DETROIT — Michigan's unemployment rate has fallen again, pulling even with the national rate for the first time in 15 years, the state announced Wednesday.
The state's seasonally adjusted jobless rate dropped 0.2 points to 5.4 percent in April, the Michigan Department of Technology, Management & Budget said. The U.S. rate fell 0.1 points to 5.4 percent in April.
"Reaching the national average after being dead last has been a priority as we've worked to reinvent Michigan," Gov. Rick Snyder, who began his first four-year term in 2011, said in a statement. "We've cut Michigan's unemployment rate by more than half since the end of 2010, creating nearly 400,000 private sector jobs."

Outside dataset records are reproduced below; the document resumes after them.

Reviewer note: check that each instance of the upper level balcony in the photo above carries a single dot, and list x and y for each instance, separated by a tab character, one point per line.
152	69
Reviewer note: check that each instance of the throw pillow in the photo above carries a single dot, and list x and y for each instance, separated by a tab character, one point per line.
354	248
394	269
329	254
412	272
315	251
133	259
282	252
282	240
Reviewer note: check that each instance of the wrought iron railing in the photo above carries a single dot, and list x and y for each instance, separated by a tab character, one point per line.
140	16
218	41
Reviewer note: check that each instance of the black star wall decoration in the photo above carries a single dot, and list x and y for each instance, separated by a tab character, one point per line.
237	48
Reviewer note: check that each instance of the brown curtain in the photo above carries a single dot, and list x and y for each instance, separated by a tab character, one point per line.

The state's jobless rate has fallen 2 percentage points from 7.5 percent in April 2014, the department said. It said the jobless rate in the state now has fallen for 20 consecutive months since September 2013.

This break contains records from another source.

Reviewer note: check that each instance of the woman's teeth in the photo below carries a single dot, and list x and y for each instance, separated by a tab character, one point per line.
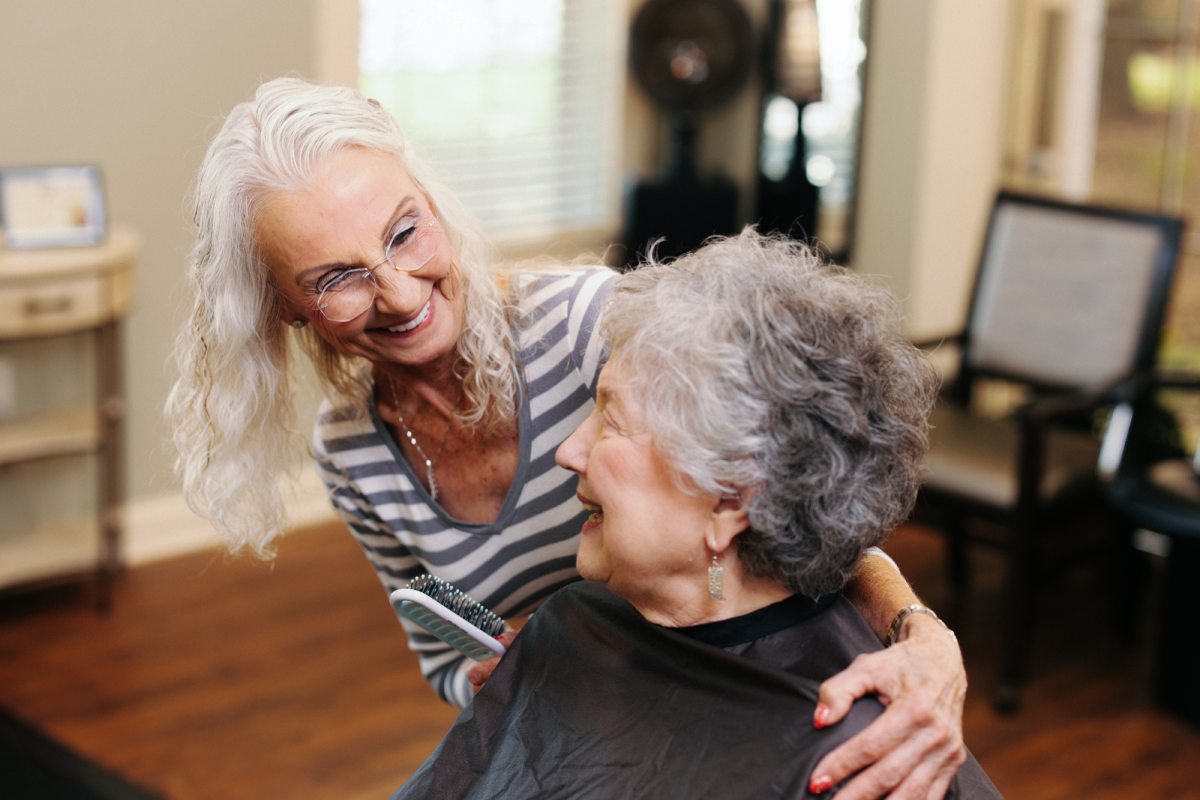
407	326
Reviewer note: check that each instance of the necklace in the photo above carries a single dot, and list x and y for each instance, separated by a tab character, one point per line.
412	440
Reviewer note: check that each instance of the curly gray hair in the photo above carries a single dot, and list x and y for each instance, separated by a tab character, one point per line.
231	409
769	373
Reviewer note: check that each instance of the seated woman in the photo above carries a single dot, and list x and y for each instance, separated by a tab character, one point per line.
760	423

The number of unemployed people in Michigan fell 10,000 in the latest month to 257,000, while the state's civilian labor force shrank by 6,000 to 4.741 million, the department said. It said 4.483 million people were working in Michigan in April.
"Michigan has displayed an impressive run of monthly jobless rate reductions over the past year," Jason Palmer, director of the department's Bureau of Labor Market Information and Strategic Initiatives, said in a statement. "Statewide payroll job levels have increased by nearly 100,000 since April 2014."
In the 12 months ending in April, the number of unemployed people in Michigan fell by 98,000, or 27.6 percent. The number fell 11.8 percent nationwide in that time.
The Republican governor said that reaching the national average "is an important milestone, but we now must set our sights on surpassing that mark."
The keys to further lowering Michigan's jobless rate, he said, include improving workforce training and helping making Michigan "the place where companies look to grow and create more and better jobs."